Self Supervised Cloud Classification

Date

2023-11-17

Department

Program

Citation of Original Publication

Geiss, Andrew, Matthew W. Christensen, Adam C. Varble, Tianle Yuan, and Hua Song. “Self Supervised Cloud Classification.” Artificial Intelligence for the Earth Systems 1, no. aop (November 17, 2023). https://doi.org/10.1175/AIES-D-23-0036.1.

Rights

This work was written as part of one of the author's official duties as an Employee of the United States Government and is therefore a work of the United States Government. In accordance with 17 U.S.C. 105, no copyright protection is available for such works under U.S. Law.
Public Domain Mark 1.0

Subjects

Abstract

Low-level marine clouds play a pivotal role in Earth’s weather and climate through their interactions with radiation, heat and moisture transport, and the hydrological cycle. These interactions depend on a range of dynamical and microphysical processes that result in a broad diversity of cloud types and spatial structures, and a comprehensive understanding of cloud morphology is critical for continued improvement of our atmospheric modeling and prediction capabilities moving forward. Deep learning has recently accelerated our ability to study clouds using satellite remote sensing, and machine learning classifiers have enabled detailed studies of cloud morphology. A major limitation of deep learning approaches to this problem, however, is the large number of hand-labeled samples that are required for training.

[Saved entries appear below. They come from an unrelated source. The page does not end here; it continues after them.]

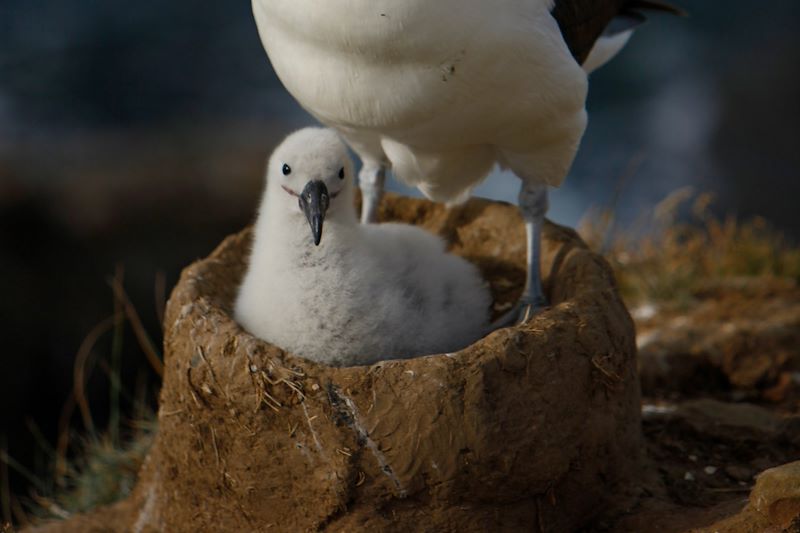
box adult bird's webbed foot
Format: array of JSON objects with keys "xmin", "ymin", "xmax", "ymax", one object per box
[
  {"xmin": 490, "ymin": 294, "xmax": 549, "ymax": 330},
  {"xmin": 516, "ymin": 293, "xmax": 549, "ymax": 323}
]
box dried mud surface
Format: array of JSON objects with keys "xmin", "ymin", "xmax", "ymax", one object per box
[{"xmin": 30, "ymin": 194, "xmax": 642, "ymax": 532}]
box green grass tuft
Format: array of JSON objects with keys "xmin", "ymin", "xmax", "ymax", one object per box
[
  {"xmin": 1, "ymin": 273, "xmax": 162, "ymax": 527},
  {"xmin": 48, "ymin": 420, "xmax": 156, "ymax": 518}
]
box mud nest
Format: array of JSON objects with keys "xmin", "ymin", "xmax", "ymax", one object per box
[{"xmin": 45, "ymin": 195, "xmax": 642, "ymax": 532}]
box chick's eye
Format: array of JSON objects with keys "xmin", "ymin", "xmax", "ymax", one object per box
[
  {"xmin": 282, "ymin": 163, "xmax": 291, "ymax": 176},
  {"xmin": 338, "ymin": 167, "xmax": 345, "ymax": 179}
]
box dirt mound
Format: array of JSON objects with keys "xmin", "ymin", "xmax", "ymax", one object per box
[{"xmin": 34, "ymin": 195, "xmax": 641, "ymax": 532}]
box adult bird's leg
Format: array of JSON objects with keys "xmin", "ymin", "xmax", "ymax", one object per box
[
  {"xmin": 359, "ymin": 163, "xmax": 386, "ymax": 223},
  {"xmin": 493, "ymin": 181, "xmax": 549, "ymax": 328}
]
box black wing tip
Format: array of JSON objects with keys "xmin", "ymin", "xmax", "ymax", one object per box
[{"xmin": 626, "ymin": 0, "xmax": 689, "ymax": 18}]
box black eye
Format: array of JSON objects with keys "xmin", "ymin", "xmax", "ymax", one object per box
[
  {"xmin": 282, "ymin": 163, "xmax": 291, "ymax": 176},
  {"xmin": 338, "ymin": 167, "xmax": 345, "ymax": 179}
]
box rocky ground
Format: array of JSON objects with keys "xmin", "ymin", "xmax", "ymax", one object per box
[{"xmin": 606, "ymin": 278, "xmax": 800, "ymax": 532}]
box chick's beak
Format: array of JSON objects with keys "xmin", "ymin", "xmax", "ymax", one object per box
[{"xmin": 298, "ymin": 180, "xmax": 330, "ymax": 246}]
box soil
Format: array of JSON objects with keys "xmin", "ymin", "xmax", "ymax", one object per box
[
  {"xmin": 26, "ymin": 194, "xmax": 800, "ymax": 532},
  {"xmin": 612, "ymin": 278, "xmax": 800, "ymax": 532}
]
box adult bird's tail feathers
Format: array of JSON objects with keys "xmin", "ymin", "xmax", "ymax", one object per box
[
  {"xmin": 552, "ymin": 0, "xmax": 686, "ymax": 69},
  {"xmin": 624, "ymin": 0, "xmax": 688, "ymax": 18},
  {"xmin": 608, "ymin": 1, "xmax": 688, "ymax": 37}
]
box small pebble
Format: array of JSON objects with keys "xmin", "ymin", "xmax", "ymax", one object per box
[
  {"xmin": 684, "ymin": 471, "xmax": 695, "ymax": 481},
  {"xmin": 704, "ymin": 466, "xmax": 717, "ymax": 475},
  {"xmin": 688, "ymin": 455, "xmax": 698, "ymax": 462},
  {"xmin": 632, "ymin": 303, "xmax": 657, "ymax": 320}
]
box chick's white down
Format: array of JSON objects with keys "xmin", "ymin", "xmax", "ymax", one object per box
[{"xmin": 235, "ymin": 128, "xmax": 491, "ymax": 366}]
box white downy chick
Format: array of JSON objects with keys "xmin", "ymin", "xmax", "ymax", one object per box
[{"xmin": 235, "ymin": 127, "xmax": 491, "ymax": 366}]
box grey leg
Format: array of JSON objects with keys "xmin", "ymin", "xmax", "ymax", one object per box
[
  {"xmin": 518, "ymin": 181, "xmax": 549, "ymax": 320},
  {"xmin": 359, "ymin": 164, "xmax": 386, "ymax": 224},
  {"xmin": 493, "ymin": 181, "xmax": 549, "ymax": 327}
]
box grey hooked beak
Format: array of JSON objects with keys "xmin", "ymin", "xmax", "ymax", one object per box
[{"xmin": 298, "ymin": 180, "xmax": 330, "ymax": 246}]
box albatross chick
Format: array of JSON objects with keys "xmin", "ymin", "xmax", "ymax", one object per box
[{"xmin": 235, "ymin": 128, "xmax": 491, "ymax": 366}]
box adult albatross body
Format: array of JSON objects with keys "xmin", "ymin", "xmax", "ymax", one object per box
[{"xmin": 252, "ymin": 0, "xmax": 681, "ymax": 322}]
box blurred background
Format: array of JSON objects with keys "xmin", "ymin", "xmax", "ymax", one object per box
[{"xmin": 1, "ymin": 0, "xmax": 798, "ymax": 506}]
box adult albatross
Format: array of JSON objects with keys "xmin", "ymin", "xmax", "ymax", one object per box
[{"xmin": 251, "ymin": 0, "xmax": 682, "ymax": 323}]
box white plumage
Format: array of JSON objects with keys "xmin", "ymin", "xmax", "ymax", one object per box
[
  {"xmin": 250, "ymin": 0, "xmax": 643, "ymax": 322},
  {"xmin": 235, "ymin": 128, "xmax": 491, "ymax": 366},
  {"xmin": 253, "ymin": 0, "xmax": 588, "ymax": 202}
]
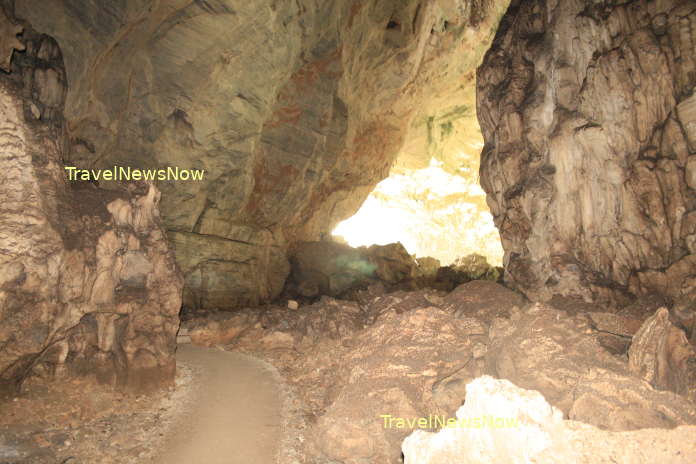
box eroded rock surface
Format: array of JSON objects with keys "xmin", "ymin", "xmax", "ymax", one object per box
[
  {"xmin": 402, "ymin": 376, "xmax": 696, "ymax": 464},
  {"xmin": 485, "ymin": 303, "xmax": 696, "ymax": 430},
  {"xmin": 478, "ymin": 0, "xmax": 696, "ymax": 305},
  {"xmin": 629, "ymin": 307, "xmax": 696, "ymax": 403},
  {"xmin": 15, "ymin": 0, "xmax": 510, "ymax": 309},
  {"xmin": 0, "ymin": 17, "xmax": 182, "ymax": 394},
  {"xmin": 286, "ymin": 241, "xmax": 419, "ymax": 299},
  {"xmin": 184, "ymin": 282, "xmax": 696, "ymax": 463}
]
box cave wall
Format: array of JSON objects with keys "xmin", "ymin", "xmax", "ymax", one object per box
[
  {"xmin": 15, "ymin": 0, "xmax": 511, "ymax": 309},
  {"xmin": 0, "ymin": 7, "xmax": 182, "ymax": 394},
  {"xmin": 478, "ymin": 0, "xmax": 696, "ymax": 305}
]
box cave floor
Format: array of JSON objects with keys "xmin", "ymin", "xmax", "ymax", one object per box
[
  {"xmin": 154, "ymin": 345, "xmax": 284, "ymax": 464},
  {"xmin": 0, "ymin": 363, "xmax": 194, "ymax": 463},
  {"xmin": 1, "ymin": 282, "xmax": 695, "ymax": 463},
  {"xmin": 0, "ymin": 346, "xmax": 293, "ymax": 464}
]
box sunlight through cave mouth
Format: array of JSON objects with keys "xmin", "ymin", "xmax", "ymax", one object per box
[{"xmin": 332, "ymin": 156, "xmax": 504, "ymax": 267}]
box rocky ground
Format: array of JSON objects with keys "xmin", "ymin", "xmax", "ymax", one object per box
[
  {"xmin": 2, "ymin": 279, "xmax": 696, "ymax": 463},
  {"xmin": 0, "ymin": 364, "xmax": 193, "ymax": 463},
  {"xmin": 185, "ymin": 279, "xmax": 696, "ymax": 463}
]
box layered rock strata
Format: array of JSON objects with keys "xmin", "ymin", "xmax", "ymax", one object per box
[{"xmin": 16, "ymin": 0, "xmax": 510, "ymax": 309}]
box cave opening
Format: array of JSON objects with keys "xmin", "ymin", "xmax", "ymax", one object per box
[
  {"xmin": 282, "ymin": 104, "xmax": 507, "ymax": 305},
  {"xmin": 331, "ymin": 110, "xmax": 503, "ymax": 268}
]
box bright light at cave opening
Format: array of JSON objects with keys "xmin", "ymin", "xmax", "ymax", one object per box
[{"xmin": 332, "ymin": 157, "xmax": 504, "ymax": 266}]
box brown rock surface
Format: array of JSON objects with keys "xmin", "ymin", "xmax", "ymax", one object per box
[
  {"xmin": 478, "ymin": 0, "xmax": 696, "ymax": 305},
  {"xmin": 629, "ymin": 307, "xmax": 696, "ymax": 402},
  {"xmin": 588, "ymin": 312, "xmax": 644, "ymax": 338},
  {"xmin": 441, "ymin": 279, "xmax": 526, "ymax": 320},
  {"xmin": 15, "ymin": 0, "xmax": 511, "ymax": 309},
  {"xmin": 672, "ymin": 289, "xmax": 696, "ymax": 343},
  {"xmin": 183, "ymin": 282, "xmax": 696, "ymax": 462},
  {"xmin": 484, "ymin": 303, "xmax": 696, "ymax": 429},
  {"xmin": 0, "ymin": 20, "xmax": 182, "ymax": 394},
  {"xmin": 0, "ymin": 6, "xmax": 24, "ymax": 71},
  {"xmin": 568, "ymin": 367, "xmax": 696, "ymax": 430},
  {"xmin": 304, "ymin": 307, "xmax": 481, "ymax": 463}
]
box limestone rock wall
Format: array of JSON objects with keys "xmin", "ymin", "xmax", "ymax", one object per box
[
  {"xmin": 15, "ymin": 0, "xmax": 510, "ymax": 309},
  {"xmin": 478, "ymin": 0, "xmax": 696, "ymax": 305},
  {"xmin": 0, "ymin": 13, "xmax": 182, "ymax": 394}
]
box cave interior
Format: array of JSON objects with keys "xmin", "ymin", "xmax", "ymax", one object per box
[{"xmin": 1, "ymin": 0, "xmax": 696, "ymax": 463}]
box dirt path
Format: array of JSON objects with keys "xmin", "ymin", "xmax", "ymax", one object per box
[{"xmin": 155, "ymin": 345, "xmax": 283, "ymax": 464}]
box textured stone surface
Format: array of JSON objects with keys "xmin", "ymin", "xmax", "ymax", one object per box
[
  {"xmin": 672, "ymin": 289, "xmax": 696, "ymax": 343},
  {"xmin": 441, "ymin": 279, "xmax": 526, "ymax": 320},
  {"xmin": 286, "ymin": 241, "xmax": 418, "ymax": 299},
  {"xmin": 402, "ymin": 376, "xmax": 696, "ymax": 464},
  {"xmin": 0, "ymin": 6, "xmax": 24, "ymax": 71},
  {"xmin": 629, "ymin": 307, "xmax": 696, "ymax": 402},
  {"xmin": 568, "ymin": 367, "xmax": 696, "ymax": 430},
  {"xmin": 0, "ymin": 22, "xmax": 182, "ymax": 394},
  {"xmin": 478, "ymin": 0, "xmax": 696, "ymax": 305},
  {"xmin": 182, "ymin": 281, "xmax": 696, "ymax": 463},
  {"xmin": 484, "ymin": 304, "xmax": 696, "ymax": 429},
  {"xmin": 16, "ymin": 0, "xmax": 510, "ymax": 309},
  {"xmin": 304, "ymin": 307, "xmax": 481, "ymax": 463},
  {"xmin": 586, "ymin": 311, "xmax": 645, "ymax": 354}
]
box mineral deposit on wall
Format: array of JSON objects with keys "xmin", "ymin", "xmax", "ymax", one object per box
[
  {"xmin": 0, "ymin": 15, "xmax": 182, "ymax": 394},
  {"xmin": 478, "ymin": 0, "xmax": 696, "ymax": 305}
]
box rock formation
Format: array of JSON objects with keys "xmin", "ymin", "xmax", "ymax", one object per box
[
  {"xmin": 478, "ymin": 0, "xmax": 696, "ymax": 305},
  {"xmin": 484, "ymin": 303, "xmax": 696, "ymax": 430},
  {"xmin": 286, "ymin": 241, "xmax": 418, "ymax": 299},
  {"xmin": 0, "ymin": 4, "xmax": 24, "ymax": 71},
  {"xmin": 0, "ymin": 12, "xmax": 182, "ymax": 394},
  {"xmin": 402, "ymin": 376, "xmax": 696, "ymax": 464},
  {"xmin": 15, "ymin": 0, "xmax": 511, "ymax": 309},
  {"xmin": 183, "ymin": 282, "xmax": 696, "ymax": 463},
  {"xmin": 629, "ymin": 307, "xmax": 696, "ymax": 403}
]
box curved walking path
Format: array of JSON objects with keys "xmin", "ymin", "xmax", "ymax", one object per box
[{"xmin": 155, "ymin": 345, "xmax": 282, "ymax": 464}]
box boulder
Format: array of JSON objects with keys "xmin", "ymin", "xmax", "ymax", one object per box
[
  {"xmin": 367, "ymin": 242, "xmax": 417, "ymax": 284},
  {"xmin": 288, "ymin": 241, "xmax": 377, "ymax": 298},
  {"xmin": 403, "ymin": 376, "xmax": 696, "ymax": 464},
  {"xmin": 442, "ymin": 280, "xmax": 526, "ymax": 321},
  {"xmin": 629, "ymin": 308, "xmax": 696, "ymax": 403},
  {"xmin": 484, "ymin": 304, "xmax": 696, "ymax": 429},
  {"xmin": 286, "ymin": 241, "xmax": 418, "ymax": 299}
]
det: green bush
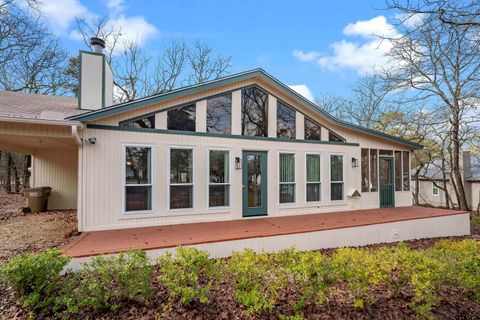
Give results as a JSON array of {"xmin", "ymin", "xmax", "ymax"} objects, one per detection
[
  {"xmin": 0, "ymin": 250, "xmax": 70, "ymax": 311},
  {"xmin": 55, "ymin": 249, "xmax": 154, "ymax": 314},
  {"xmin": 227, "ymin": 249, "xmax": 287, "ymax": 315},
  {"xmin": 158, "ymin": 247, "xmax": 214, "ymax": 305}
]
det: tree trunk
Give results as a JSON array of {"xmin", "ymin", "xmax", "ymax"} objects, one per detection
[
  {"xmin": 451, "ymin": 118, "xmax": 469, "ymax": 210},
  {"xmin": 12, "ymin": 158, "xmax": 20, "ymax": 193},
  {"xmin": 23, "ymin": 155, "xmax": 30, "ymax": 188},
  {"xmin": 441, "ymin": 157, "xmax": 450, "ymax": 209},
  {"xmin": 5, "ymin": 153, "xmax": 12, "ymax": 193}
]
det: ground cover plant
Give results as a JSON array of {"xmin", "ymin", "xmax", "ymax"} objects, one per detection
[{"xmin": 1, "ymin": 240, "xmax": 480, "ymax": 319}]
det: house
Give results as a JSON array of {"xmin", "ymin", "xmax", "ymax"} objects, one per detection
[
  {"xmin": 0, "ymin": 39, "xmax": 470, "ymax": 258},
  {"xmin": 414, "ymin": 151, "xmax": 480, "ymax": 211}
]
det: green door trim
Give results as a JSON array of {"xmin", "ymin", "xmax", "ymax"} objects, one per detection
[
  {"xmin": 379, "ymin": 156, "xmax": 395, "ymax": 208},
  {"xmin": 242, "ymin": 151, "xmax": 268, "ymax": 217}
]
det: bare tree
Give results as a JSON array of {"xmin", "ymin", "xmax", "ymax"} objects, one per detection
[{"xmin": 187, "ymin": 40, "xmax": 231, "ymax": 84}]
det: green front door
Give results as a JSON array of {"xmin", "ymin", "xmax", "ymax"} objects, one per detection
[
  {"xmin": 242, "ymin": 151, "xmax": 268, "ymax": 217},
  {"xmin": 379, "ymin": 157, "xmax": 395, "ymax": 208}
]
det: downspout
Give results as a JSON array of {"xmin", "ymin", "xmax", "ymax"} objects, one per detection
[
  {"xmin": 71, "ymin": 124, "xmax": 84, "ymax": 232},
  {"xmin": 71, "ymin": 124, "xmax": 83, "ymax": 147}
]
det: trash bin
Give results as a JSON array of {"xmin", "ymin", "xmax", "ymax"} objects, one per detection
[{"xmin": 23, "ymin": 186, "xmax": 51, "ymax": 213}]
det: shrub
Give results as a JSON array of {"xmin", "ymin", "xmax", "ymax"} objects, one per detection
[
  {"xmin": 158, "ymin": 247, "xmax": 214, "ymax": 305},
  {"xmin": 227, "ymin": 249, "xmax": 286, "ymax": 315},
  {"xmin": 55, "ymin": 249, "xmax": 154, "ymax": 314},
  {"xmin": 0, "ymin": 250, "xmax": 70, "ymax": 311},
  {"xmin": 330, "ymin": 247, "xmax": 392, "ymax": 309}
]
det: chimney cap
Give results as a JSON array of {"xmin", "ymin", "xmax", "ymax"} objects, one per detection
[{"xmin": 90, "ymin": 37, "xmax": 106, "ymax": 48}]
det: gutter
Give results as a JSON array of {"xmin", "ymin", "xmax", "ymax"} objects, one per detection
[
  {"xmin": 0, "ymin": 116, "xmax": 82, "ymax": 127},
  {"xmin": 71, "ymin": 124, "xmax": 83, "ymax": 147}
]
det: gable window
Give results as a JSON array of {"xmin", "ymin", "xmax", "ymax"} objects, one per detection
[
  {"xmin": 170, "ymin": 148, "xmax": 193, "ymax": 209},
  {"xmin": 207, "ymin": 94, "xmax": 231, "ymax": 134},
  {"xmin": 241, "ymin": 87, "xmax": 268, "ymax": 137},
  {"xmin": 394, "ymin": 151, "xmax": 402, "ymax": 191},
  {"xmin": 361, "ymin": 148, "xmax": 369, "ymax": 192},
  {"xmin": 304, "ymin": 117, "xmax": 321, "ymax": 140},
  {"xmin": 330, "ymin": 154, "xmax": 344, "ymax": 201},
  {"xmin": 403, "ymin": 151, "xmax": 410, "ymax": 191},
  {"xmin": 125, "ymin": 146, "xmax": 152, "ymax": 212},
  {"xmin": 370, "ymin": 149, "xmax": 378, "ymax": 192},
  {"xmin": 209, "ymin": 150, "xmax": 230, "ymax": 207},
  {"xmin": 328, "ymin": 131, "xmax": 345, "ymax": 142},
  {"xmin": 306, "ymin": 154, "xmax": 321, "ymax": 202},
  {"xmin": 279, "ymin": 153, "xmax": 295, "ymax": 203},
  {"xmin": 432, "ymin": 184, "xmax": 439, "ymax": 196},
  {"xmin": 277, "ymin": 101, "xmax": 296, "ymax": 139},
  {"xmin": 168, "ymin": 104, "xmax": 196, "ymax": 131},
  {"xmin": 122, "ymin": 115, "xmax": 155, "ymax": 129}
]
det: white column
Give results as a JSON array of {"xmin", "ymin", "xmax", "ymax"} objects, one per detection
[
  {"xmin": 268, "ymin": 94, "xmax": 277, "ymax": 138},
  {"xmin": 231, "ymin": 90, "xmax": 242, "ymax": 135},
  {"xmin": 321, "ymin": 127, "xmax": 329, "ymax": 141},
  {"xmin": 155, "ymin": 112, "xmax": 167, "ymax": 129},
  {"xmin": 196, "ymin": 100, "xmax": 207, "ymax": 132},
  {"xmin": 296, "ymin": 113, "xmax": 304, "ymax": 139}
]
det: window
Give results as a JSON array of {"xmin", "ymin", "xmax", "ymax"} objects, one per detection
[
  {"xmin": 330, "ymin": 155, "xmax": 344, "ymax": 201},
  {"xmin": 122, "ymin": 115, "xmax": 155, "ymax": 129},
  {"xmin": 125, "ymin": 146, "xmax": 152, "ymax": 212},
  {"xmin": 207, "ymin": 94, "xmax": 231, "ymax": 134},
  {"xmin": 432, "ymin": 184, "xmax": 439, "ymax": 196},
  {"xmin": 329, "ymin": 131, "xmax": 345, "ymax": 142},
  {"xmin": 380, "ymin": 150, "xmax": 393, "ymax": 156},
  {"xmin": 304, "ymin": 117, "xmax": 321, "ymax": 140},
  {"xmin": 394, "ymin": 151, "xmax": 402, "ymax": 191},
  {"xmin": 361, "ymin": 148, "xmax": 369, "ymax": 192},
  {"xmin": 403, "ymin": 151, "xmax": 410, "ymax": 191},
  {"xmin": 306, "ymin": 154, "xmax": 321, "ymax": 202},
  {"xmin": 209, "ymin": 150, "xmax": 230, "ymax": 207},
  {"xmin": 167, "ymin": 104, "xmax": 196, "ymax": 131},
  {"xmin": 277, "ymin": 101, "xmax": 296, "ymax": 139},
  {"xmin": 241, "ymin": 87, "xmax": 268, "ymax": 136},
  {"xmin": 170, "ymin": 148, "xmax": 193, "ymax": 209},
  {"xmin": 279, "ymin": 153, "xmax": 295, "ymax": 203},
  {"xmin": 370, "ymin": 149, "xmax": 378, "ymax": 192}
]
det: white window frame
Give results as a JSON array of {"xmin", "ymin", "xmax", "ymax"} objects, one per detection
[
  {"xmin": 432, "ymin": 183, "xmax": 440, "ymax": 196},
  {"xmin": 305, "ymin": 153, "xmax": 322, "ymax": 203},
  {"xmin": 329, "ymin": 153, "xmax": 346, "ymax": 202},
  {"xmin": 122, "ymin": 143, "xmax": 155, "ymax": 215},
  {"xmin": 207, "ymin": 148, "xmax": 231, "ymax": 209},
  {"xmin": 278, "ymin": 151, "xmax": 296, "ymax": 205},
  {"xmin": 168, "ymin": 146, "xmax": 195, "ymax": 211}
]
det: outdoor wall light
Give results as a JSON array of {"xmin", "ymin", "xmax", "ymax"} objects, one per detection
[
  {"xmin": 352, "ymin": 157, "xmax": 359, "ymax": 168},
  {"xmin": 235, "ymin": 157, "xmax": 241, "ymax": 169},
  {"xmin": 87, "ymin": 137, "xmax": 97, "ymax": 144}
]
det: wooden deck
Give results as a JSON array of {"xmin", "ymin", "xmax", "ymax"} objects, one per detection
[{"xmin": 61, "ymin": 206, "xmax": 468, "ymax": 258}]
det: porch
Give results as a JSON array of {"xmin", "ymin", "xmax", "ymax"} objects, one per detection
[{"xmin": 62, "ymin": 206, "xmax": 470, "ymax": 260}]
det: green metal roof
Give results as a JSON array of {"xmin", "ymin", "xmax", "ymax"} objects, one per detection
[{"xmin": 68, "ymin": 68, "xmax": 423, "ymax": 150}]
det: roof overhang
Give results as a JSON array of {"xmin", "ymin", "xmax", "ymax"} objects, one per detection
[{"xmin": 0, "ymin": 116, "xmax": 82, "ymax": 126}]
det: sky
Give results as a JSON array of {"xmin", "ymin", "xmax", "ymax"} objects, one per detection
[{"xmin": 33, "ymin": 0, "xmax": 409, "ymax": 100}]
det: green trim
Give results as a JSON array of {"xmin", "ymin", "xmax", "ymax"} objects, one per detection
[
  {"xmin": 77, "ymin": 51, "xmax": 82, "ymax": 109},
  {"xmin": 379, "ymin": 156, "xmax": 395, "ymax": 208},
  {"xmin": 101, "ymin": 55, "xmax": 106, "ymax": 108},
  {"xmin": 71, "ymin": 68, "xmax": 423, "ymax": 150},
  {"xmin": 87, "ymin": 124, "xmax": 361, "ymax": 146},
  {"xmin": 242, "ymin": 150, "xmax": 268, "ymax": 217}
]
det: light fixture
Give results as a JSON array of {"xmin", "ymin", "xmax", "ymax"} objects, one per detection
[
  {"xmin": 235, "ymin": 157, "xmax": 241, "ymax": 169},
  {"xmin": 352, "ymin": 157, "xmax": 359, "ymax": 168}
]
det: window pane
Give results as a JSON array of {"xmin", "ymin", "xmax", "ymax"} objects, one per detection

This work applies a recently developed self-supervised learning scheme to train a deep convolutional neural network (CNN) to map marine cloud imagery to vector embeddings that capture information about mesoscale cloud morphology and can be used for satellite image classification. The model is evaluated against existing cloud classification datasets and several use cases are demonstrated, including: training cloud classifiers with very few labeled samples, interrogation of the CNN’s learned internal feature representations, cross-instrument application, and resilience against sensor calibration drift and changing scene brightness. The self-supervised approach learns meaningful internal representations of cloud structures and achieves comparable classification accuracy to supervised deep learning methods without the expense of creating large hand-annotated training datasets.